Hi, we haven't got to this stage yet but have been doing a lot of reading and it seems that what you're feeling is very common. My advice would just be good to yourself and don't expect too much too soon x feelings for anyone tend to grow gradually after we meet them and you shouldn't worry that your love is not instant. Plus sleep deprivation is evil indeed...!


----------



## Lil Elvis (Dec 31, 2009)

Hi there,

I can see where you are coming from as you have children already, but it can be different each time. We had our daughter with the (amazing) help of donor eggs and I also struggled initially. I think when we have been through so much to achieve our dreams of a family that we expect it to be perfect in every way. The reality for me was that my pregnancy was hard and giving birth was a waking nightmare. That we had our family a different way wasn't the problem, though it was what consumed me at the time, but the adjustment was hard. Give yourself time to relax into your new family, because their is no automatic 'joy' button in the real world - 'normal' non-IF Mums struggle too. I think that too often we expect that reaching the end of the rainbow will be the happy ending - but it does often take time

This is the first time I have admitted that everything wasn't perfect, but we got there in the end.

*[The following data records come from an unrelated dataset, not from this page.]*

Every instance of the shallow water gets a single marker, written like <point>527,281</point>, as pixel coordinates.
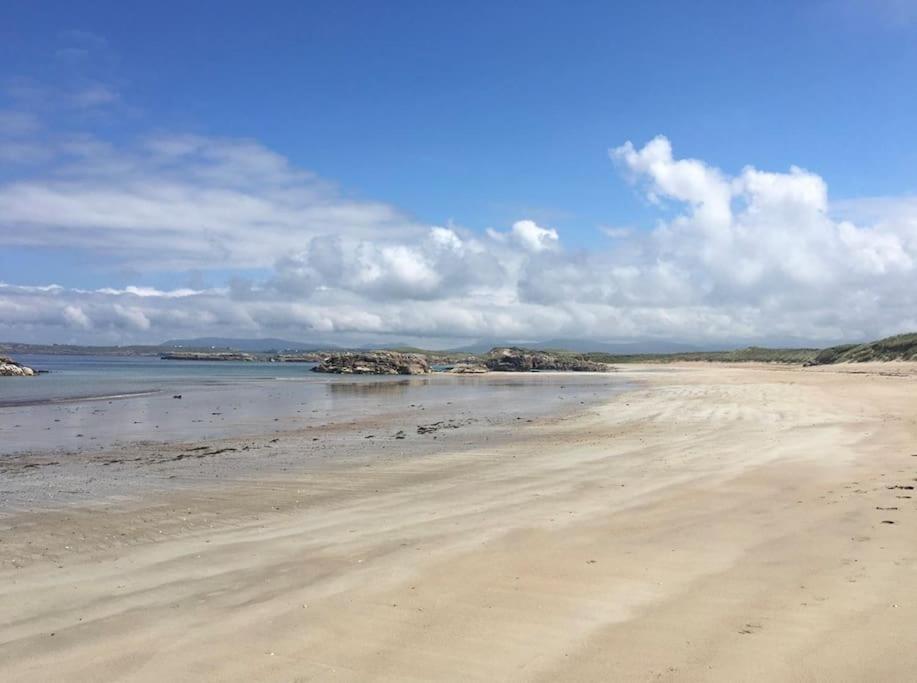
<point>92,403</point>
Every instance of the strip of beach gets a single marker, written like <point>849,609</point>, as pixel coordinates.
<point>712,522</point>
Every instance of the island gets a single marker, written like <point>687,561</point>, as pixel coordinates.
<point>10,368</point>
<point>374,363</point>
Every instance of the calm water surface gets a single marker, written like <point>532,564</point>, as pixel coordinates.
<point>88,402</point>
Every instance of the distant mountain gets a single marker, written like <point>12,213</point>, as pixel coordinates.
<point>584,346</point>
<point>247,345</point>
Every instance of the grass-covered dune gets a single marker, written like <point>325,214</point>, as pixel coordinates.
<point>899,347</point>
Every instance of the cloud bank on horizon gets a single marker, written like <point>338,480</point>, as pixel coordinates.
<point>754,256</point>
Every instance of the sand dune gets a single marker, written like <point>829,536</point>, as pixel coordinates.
<point>716,523</point>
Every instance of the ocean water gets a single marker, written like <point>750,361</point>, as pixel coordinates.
<point>93,403</point>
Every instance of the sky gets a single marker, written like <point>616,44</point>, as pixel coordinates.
<point>711,173</point>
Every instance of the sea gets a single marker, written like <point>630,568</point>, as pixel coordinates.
<point>84,403</point>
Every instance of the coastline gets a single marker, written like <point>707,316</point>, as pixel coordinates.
<point>711,523</point>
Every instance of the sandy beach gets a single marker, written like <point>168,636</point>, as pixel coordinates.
<point>724,523</point>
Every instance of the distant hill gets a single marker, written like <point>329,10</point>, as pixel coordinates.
<point>247,345</point>
<point>899,347</point>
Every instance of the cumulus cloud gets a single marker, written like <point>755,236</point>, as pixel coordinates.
<point>756,255</point>
<point>529,236</point>
<point>177,202</point>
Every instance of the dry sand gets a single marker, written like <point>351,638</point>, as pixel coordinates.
<point>716,523</point>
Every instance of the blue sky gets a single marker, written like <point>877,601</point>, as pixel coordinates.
<point>472,116</point>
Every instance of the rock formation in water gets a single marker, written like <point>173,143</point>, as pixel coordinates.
<point>514,359</point>
<point>467,368</point>
<point>374,363</point>
<point>10,368</point>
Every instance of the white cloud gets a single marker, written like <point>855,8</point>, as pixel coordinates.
<point>752,256</point>
<point>184,202</point>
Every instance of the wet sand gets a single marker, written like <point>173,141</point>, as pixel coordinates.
<point>714,523</point>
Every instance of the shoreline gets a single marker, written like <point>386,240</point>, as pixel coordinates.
<point>712,523</point>
<point>48,478</point>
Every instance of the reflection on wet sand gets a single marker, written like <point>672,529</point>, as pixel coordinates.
<point>398,386</point>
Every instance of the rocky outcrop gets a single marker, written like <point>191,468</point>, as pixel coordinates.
<point>514,359</point>
<point>468,369</point>
<point>374,363</point>
<point>297,358</point>
<point>10,368</point>
<point>206,355</point>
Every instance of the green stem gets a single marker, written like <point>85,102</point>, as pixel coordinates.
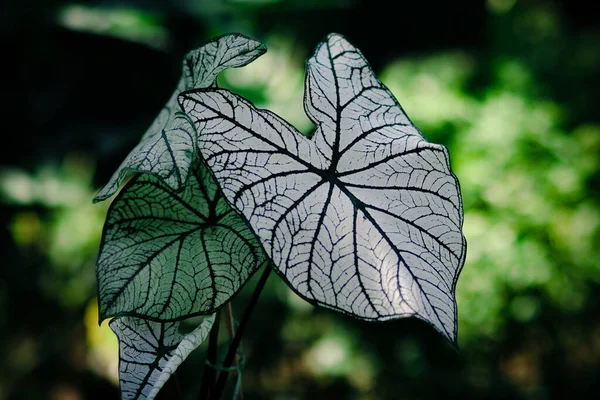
<point>209,377</point>
<point>232,352</point>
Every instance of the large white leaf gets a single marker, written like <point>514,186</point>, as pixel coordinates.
<point>365,216</point>
<point>150,352</point>
<point>167,149</point>
<point>167,255</point>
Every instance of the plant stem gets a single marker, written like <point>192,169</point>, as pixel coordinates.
<point>231,332</point>
<point>232,352</point>
<point>209,377</point>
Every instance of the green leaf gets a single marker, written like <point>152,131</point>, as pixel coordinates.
<point>167,149</point>
<point>166,255</point>
<point>365,216</point>
<point>150,352</point>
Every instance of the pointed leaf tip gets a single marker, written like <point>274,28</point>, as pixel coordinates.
<point>167,149</point>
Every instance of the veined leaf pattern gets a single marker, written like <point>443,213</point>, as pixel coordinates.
<point>167,149</point>
<point>166,255</point>
<point>365,216</point>
<point>150,352</point>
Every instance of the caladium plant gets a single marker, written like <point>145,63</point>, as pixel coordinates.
<point>364,216</point>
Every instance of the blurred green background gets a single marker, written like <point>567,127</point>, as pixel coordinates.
<point>510,86</point>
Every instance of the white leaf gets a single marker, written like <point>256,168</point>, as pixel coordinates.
<point>167,255</point>
<point>150,352</point>
<point>365,216</point>
<point>167,149</point>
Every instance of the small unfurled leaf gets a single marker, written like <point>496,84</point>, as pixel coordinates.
<point>167,149</point>
<point>150,352</point>
<point>167,255</point>
<point>365,216</point>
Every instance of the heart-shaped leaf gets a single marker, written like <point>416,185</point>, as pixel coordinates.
<point>365,216</point>
<point>150,352</point>
<point>167,255</point>
<point>167,149</point>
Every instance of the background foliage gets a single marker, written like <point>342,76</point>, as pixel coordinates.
<point>505,84</point>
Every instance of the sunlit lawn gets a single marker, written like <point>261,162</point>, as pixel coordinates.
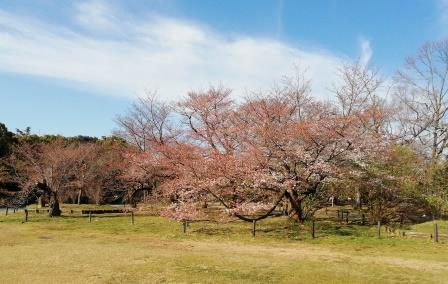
<point>69,249</point>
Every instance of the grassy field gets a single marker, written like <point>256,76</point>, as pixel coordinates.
<point>69,249</point>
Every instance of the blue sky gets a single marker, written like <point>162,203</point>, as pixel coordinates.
<point>69,67</point>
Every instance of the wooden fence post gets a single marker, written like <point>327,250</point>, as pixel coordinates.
<point>254,224</point>
<point>379,229</point>
<point>26,215</point>
<point>436,233</point>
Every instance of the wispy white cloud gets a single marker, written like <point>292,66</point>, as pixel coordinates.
<point>366,51</point>
<point>171,55</point>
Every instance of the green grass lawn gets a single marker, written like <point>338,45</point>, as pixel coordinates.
<point>69,249</point>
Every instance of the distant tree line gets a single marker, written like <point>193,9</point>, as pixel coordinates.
<point>379,143</point>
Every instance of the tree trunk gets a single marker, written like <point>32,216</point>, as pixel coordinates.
<point>296,211</point>
<point>39,202</point>
<point>54,205</point>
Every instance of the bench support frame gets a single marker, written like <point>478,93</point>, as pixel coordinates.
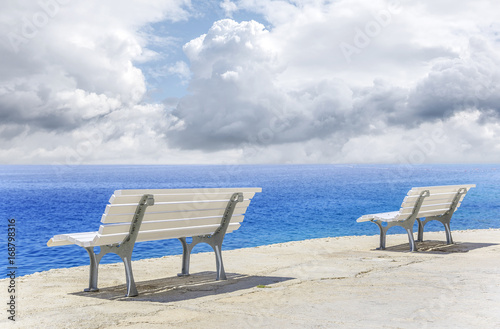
<point>407,224</point>
<point>124,249</point>
<point>214,240</point>
<point>444,219</point>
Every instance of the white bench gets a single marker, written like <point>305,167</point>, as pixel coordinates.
<point>132,216</point>
<point>432,203</point>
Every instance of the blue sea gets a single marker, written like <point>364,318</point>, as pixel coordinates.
<point>297,202</point>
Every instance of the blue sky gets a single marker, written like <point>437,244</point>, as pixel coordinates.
<point>249,81</point>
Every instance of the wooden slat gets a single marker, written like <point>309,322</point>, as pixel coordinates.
<point>170,206</point>
<point>190,197</point>
<point>181,191</point>
<point>444,206</point>
<point>166,224</point>
<point>162,234</point>
<point>71,238</point>
<point>410,201</point>
<point>127,218</point>
<point>440,189</point>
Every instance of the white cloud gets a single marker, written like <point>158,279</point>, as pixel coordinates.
<point>323,81</point>
<point>294,97</point>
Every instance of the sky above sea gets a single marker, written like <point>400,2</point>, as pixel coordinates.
<point>249,81</point>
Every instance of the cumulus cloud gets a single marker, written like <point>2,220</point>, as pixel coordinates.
<point>291,84</point>
<point>68,69</point>
<point>318,81</point>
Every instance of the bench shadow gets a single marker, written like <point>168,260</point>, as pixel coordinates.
<point>440,247</point>
<point>174,289</point>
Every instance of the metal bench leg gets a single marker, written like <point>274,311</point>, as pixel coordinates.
<point>221,274</point>
<point>383,235</point>
<point>449,239</point>
<point>420,236</point>
<point>413,247</point>
<point>94,265</point>
<point>131,288</point>
<point>186,255</point>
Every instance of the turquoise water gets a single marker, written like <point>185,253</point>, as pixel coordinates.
<point>297,202</point>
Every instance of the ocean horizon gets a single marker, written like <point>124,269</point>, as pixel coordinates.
<point>297,202</point>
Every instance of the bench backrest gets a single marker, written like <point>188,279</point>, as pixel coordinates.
<point>175,213</point>
<point>439,201</point>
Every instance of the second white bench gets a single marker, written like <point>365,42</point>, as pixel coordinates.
<point>432,203</point>
<point>132,216</point>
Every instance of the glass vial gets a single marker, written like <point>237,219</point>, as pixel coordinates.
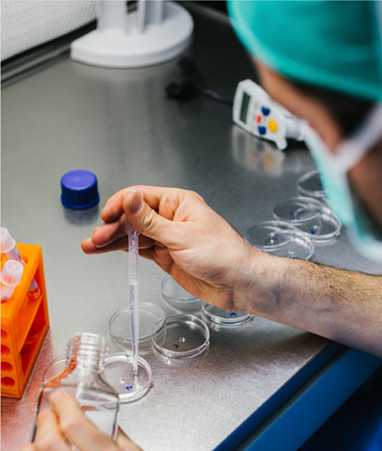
<point>83,379</point>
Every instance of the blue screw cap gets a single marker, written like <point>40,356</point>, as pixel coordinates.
<point>79,189</point>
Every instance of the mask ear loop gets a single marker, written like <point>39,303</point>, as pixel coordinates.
<point>352,151</point>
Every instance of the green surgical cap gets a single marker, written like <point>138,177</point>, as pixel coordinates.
<point>330,44</point>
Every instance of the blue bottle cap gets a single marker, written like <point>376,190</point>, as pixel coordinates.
<point>79,189</point>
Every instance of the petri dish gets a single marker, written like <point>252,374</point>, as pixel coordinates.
<point>225,317</point>
<point>177,296</point>
<point>281,239</point>
<point>119,374</point>
<point>310,185</point>
<point>181,336</point>
<point>310,216</point>
<point>120,330</point>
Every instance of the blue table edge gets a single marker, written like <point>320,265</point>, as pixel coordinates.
<point>305,402</point>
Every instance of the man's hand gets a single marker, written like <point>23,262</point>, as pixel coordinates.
<point>66,421</point>
<point>183,235</point>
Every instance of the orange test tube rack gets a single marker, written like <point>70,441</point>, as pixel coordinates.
<point>24,324</point>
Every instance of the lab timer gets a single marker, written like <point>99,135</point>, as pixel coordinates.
<point>258,114</point>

It was hard going, but we got there - and you will too

Caroline xxx


----------



## Old Timer (Jan 23, 2005)

Hi

What you are feeling is very normal so please don't be hard on yourself    No one can say how long it will take for you to fall in love with your new child, every situation is different but its not unheard of to taken 6 plus months.  You are strangers and its going to take time to get to know each other and to adjust to life with this new person in it. 'Fake it til you make it' is a piece of advice that gets passed around sites such as AUK and to be honest its right and one day you won't be faking it anymore.  With my 1st it took about 6 months I guess, with my 2nd it was pretty automatic but she was a 14 month old gorgeous baby girl as opposed to a challenging 2 year old little boy.

The unsettled nights are to be expected really I'm afraid.  How old is your LO?  Everything they have known has changed, smells and voices are different, even the lighting of a room or colours can cause our new LOs to feel very insecure and night time is the time when all this will come out.  Can you and DH take turns so you both get some sleep?  Is he off on paternity leave still?  If he is back at work, is there someone close you can get some help with your DD during the day so you can nap while LO naps?  There is no easy answer, it will take time for LO to settle and is very normal.  Try to keep things as close to FCs routine etc as possible for the time being, is it possible for you to have LO in your room?  How was his sleeping at FCs?  Is there anything they did to settle him that you could do?  Don't be afraid to phone them and ask.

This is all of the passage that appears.